Rani, 35, screamed on Saturday as she watched a display of advanced equipment for cleaning sewer lines and sewage tanks.
“My husband would not have died had these been available a month ago,” the mother of three said, holding her two-and-a-half-year-old daughter Suman tight in her arms.
Rani, whose husband Anil died on September 14 while cleaning a sewer tank in Dabri, Delhi, was at the India Sanitation Forum, an exhibition held by the Safai Karamchari Andolan, an organisation fighting for the eradication of manual scavenging.
On display were a robotic scavenger — an automaton capable of going down a manhole to do the job of a manual scavenger — sewer croc, gas monitor and a sludge-clearing machine called Sepoy.
Rani is yet to receive any government assistance since the death of Anil, 40, although the Supreme Court had ruled in 2014 that the government must pay Rs 10 lakh to the family of any manual scavenger who dies on the job.
Barely a week before Anil’s death, Rani had lost her youngest — a four-month-old baby — to fever. She is now struggling to sustain herself and her three surviving children. Son Gourav studies in Class III at a local school while seven-year-old Laxmi goes to an anganwadi centre.
“I work as a domestic help but earn too little,” she said.
Ordinary people have helped where the government hasn’t – pitching in with Rs 2 lakh in donations for Rani, collected by civil society groups.
Andolan national convener Bezwada Wilson said the organisation had submitted a memorandum demanding immediate compensation and a job for Rani.
Teams of veteran and budding engineers displayed the equipment at Saturday’s event.
The sewer croc can enter sewer lines to clear any blockages. It costs between Rs 1.8 lakh and Rs 2.3 lakh depending on size. The gas monitor helps detect any harmful gas inside sewage tanks, said Balakrishnan K., member of a group of retired engineers from Hindustan Aeronautics Ltd who have developed the croc and the monitor.

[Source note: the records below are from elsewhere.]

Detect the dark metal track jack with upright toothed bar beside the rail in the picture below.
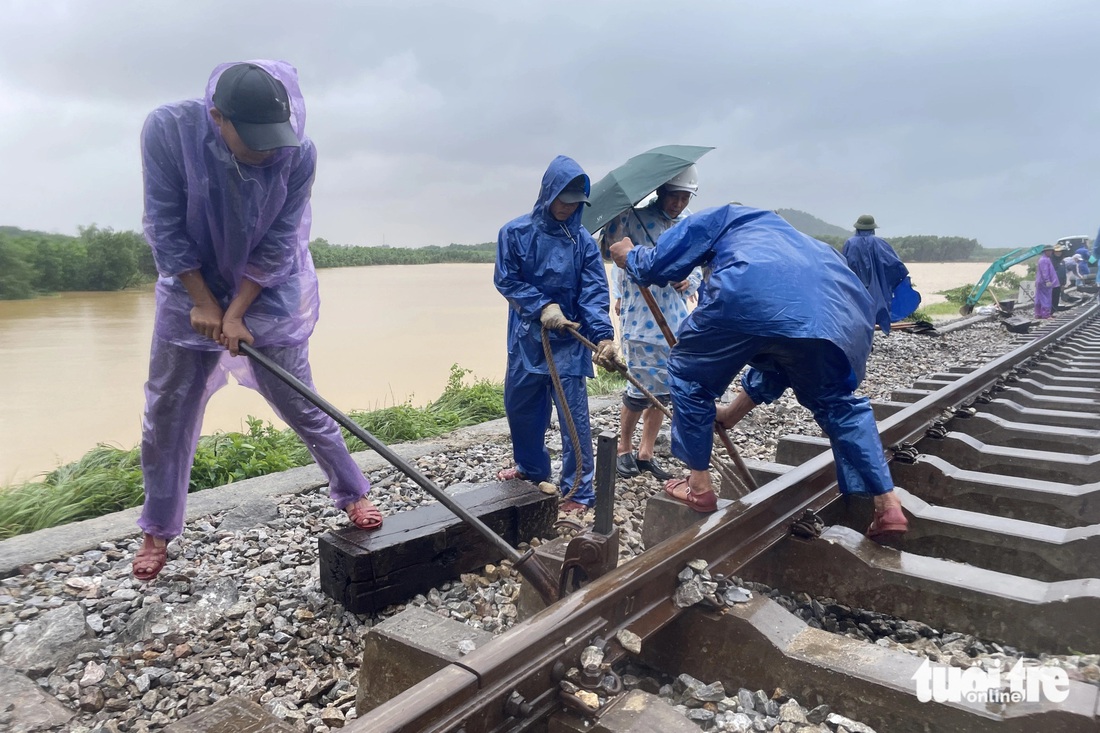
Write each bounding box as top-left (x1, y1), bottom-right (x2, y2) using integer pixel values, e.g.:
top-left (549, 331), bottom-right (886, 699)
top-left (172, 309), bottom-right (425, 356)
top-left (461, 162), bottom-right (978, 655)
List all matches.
top-left (558, 430), bottom-right (619, 597)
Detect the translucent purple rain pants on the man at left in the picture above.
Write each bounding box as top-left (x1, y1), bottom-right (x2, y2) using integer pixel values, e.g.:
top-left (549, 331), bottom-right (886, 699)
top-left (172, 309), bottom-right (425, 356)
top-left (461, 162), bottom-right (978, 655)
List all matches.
top-left (138, 336), bottom-right (371, 539)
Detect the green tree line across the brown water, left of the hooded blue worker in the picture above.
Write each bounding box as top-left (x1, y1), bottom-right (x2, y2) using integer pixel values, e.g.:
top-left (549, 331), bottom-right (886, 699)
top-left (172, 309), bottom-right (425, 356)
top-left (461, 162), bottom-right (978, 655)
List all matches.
top-left (0, 225), bottom-right (496, 300)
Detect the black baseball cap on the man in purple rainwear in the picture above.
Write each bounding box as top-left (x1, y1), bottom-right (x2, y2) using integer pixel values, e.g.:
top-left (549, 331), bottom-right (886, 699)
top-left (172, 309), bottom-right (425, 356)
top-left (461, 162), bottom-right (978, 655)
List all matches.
top-left (213, 64), bottom-right (301, 151)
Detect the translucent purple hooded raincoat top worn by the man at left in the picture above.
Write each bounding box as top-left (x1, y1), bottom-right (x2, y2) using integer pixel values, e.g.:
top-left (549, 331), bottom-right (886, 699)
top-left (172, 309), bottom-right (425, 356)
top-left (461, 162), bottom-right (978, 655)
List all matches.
top-left (142, 61), bottom-right (319, 351)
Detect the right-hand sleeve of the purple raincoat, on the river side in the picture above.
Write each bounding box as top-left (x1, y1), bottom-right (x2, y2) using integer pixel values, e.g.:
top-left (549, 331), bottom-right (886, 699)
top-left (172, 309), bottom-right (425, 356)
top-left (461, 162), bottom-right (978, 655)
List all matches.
top-left (243, 140), bottom-right (317, 287)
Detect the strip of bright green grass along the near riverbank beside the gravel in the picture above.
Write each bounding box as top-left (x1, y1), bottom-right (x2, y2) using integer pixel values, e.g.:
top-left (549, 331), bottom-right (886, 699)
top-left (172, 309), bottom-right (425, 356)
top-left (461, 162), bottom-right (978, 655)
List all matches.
top-left (0, 364), bottom-right (626, 539)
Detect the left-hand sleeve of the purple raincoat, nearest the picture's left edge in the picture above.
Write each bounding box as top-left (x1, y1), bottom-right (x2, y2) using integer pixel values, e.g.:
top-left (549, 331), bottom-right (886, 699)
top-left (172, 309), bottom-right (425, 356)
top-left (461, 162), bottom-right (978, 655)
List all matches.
top-left (141, 108), bottom-right (201, 277)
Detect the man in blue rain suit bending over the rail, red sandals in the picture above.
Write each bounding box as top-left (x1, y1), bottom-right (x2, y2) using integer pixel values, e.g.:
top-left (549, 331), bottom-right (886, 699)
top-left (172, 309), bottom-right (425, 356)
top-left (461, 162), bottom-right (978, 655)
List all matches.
top-left (611, 206), bottom-right (909, 541)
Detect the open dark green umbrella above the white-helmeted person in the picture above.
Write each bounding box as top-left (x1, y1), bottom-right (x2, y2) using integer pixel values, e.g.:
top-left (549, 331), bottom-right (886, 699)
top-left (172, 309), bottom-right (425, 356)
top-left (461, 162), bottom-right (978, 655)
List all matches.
top-left (581, 145), bottom-right (714, 232)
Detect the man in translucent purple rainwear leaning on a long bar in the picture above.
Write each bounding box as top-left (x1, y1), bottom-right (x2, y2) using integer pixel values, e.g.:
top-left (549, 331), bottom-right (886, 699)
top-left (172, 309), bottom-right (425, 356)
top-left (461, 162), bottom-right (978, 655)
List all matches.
top-left (133, 61), bottom-right (382, 580)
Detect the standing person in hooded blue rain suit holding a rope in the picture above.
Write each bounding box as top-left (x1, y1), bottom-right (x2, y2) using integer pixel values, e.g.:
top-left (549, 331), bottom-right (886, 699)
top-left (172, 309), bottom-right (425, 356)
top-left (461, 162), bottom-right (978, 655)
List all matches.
top-left (493, 155), bottom-right (617, 512)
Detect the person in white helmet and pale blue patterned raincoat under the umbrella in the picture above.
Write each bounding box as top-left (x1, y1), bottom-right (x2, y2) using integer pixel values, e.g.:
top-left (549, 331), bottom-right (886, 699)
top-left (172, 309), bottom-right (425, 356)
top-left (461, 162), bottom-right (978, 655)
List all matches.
top-left (604, 165), bottom-right (703, 481)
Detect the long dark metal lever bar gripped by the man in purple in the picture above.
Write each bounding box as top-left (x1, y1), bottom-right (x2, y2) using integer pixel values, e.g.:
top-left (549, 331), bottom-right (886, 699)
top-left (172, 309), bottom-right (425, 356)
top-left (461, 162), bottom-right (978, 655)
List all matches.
top-left (240, 341), bottom-right (559, 605)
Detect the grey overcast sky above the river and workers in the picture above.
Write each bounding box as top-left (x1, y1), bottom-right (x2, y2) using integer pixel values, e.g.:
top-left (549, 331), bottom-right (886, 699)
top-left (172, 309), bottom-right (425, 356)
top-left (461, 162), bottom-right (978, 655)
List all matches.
top-left (0, 0), bottom-right (1100, 247)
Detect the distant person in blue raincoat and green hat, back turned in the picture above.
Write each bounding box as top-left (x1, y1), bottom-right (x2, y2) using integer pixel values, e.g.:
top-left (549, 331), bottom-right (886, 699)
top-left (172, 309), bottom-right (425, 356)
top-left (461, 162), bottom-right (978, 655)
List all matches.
top-left (842, 214), bottom-right (921, 333)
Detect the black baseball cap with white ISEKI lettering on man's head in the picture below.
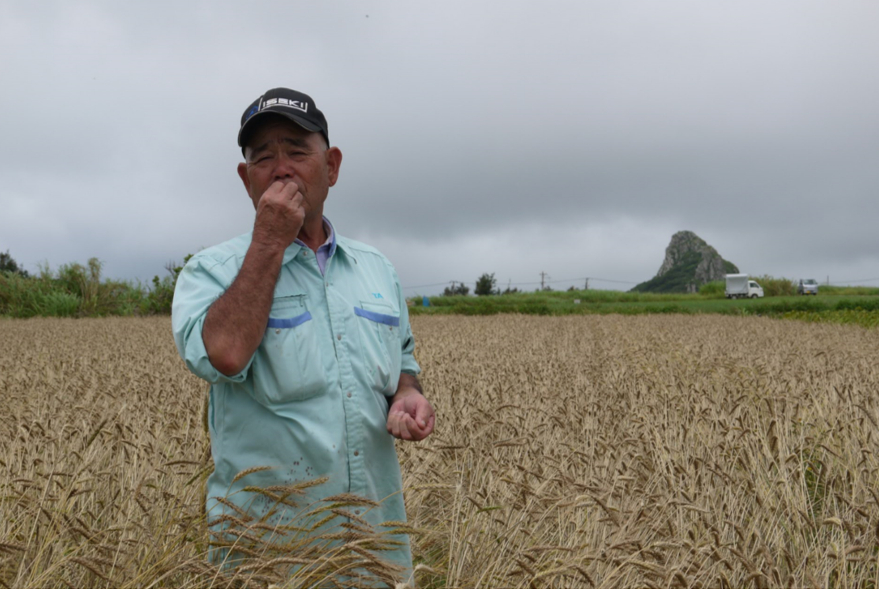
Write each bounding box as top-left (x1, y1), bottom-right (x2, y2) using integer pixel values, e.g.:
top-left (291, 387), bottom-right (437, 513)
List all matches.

A group of young engineers from Kerala developed the robotic scavenger to try and prevent the deaths of manual scavengers, said Nikhil K.P., a member of the group. Eleven people died in Delhi and Chhattisgarh last month cleaning sewers.
A group of students from IIT Madras designed the Sepoy, a product prototype that can clean the sludge from septic tanks. The final product will be developed in a year, said Ajay Raj, one of the students.

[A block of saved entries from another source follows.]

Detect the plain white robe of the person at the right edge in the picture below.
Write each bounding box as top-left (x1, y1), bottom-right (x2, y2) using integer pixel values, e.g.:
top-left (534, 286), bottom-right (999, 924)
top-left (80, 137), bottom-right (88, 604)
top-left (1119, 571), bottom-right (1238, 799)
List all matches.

“We want the state governments to adopt these technologically advanced products and engage women to operate them. The Telangana government has agreed,” Wilson said.
He highlighted how Parliament had banned manual scavenging in 1993 and passed a law in 2013 prescribing up to a year’s jail and/or a fine of Rs 50,000 for anyone who hires manual scavengers. No one has been convicted under this law.
Cleaners hired by state governments and civic bodies and given safety equipment like gas masks don’t come under the definition of manual scavenger.
Most of the deaths occur during unprotected scavenging jobs inside septic tanks at private residences.The Supreme Court judgment had directed governments to identify manual scavengers and rehabilitate them with alternative jobs after imparting skills training.
A survey by the National Safai Karamcharis Finance and Development Corporation this year found 20,000 manual scavengers in the country.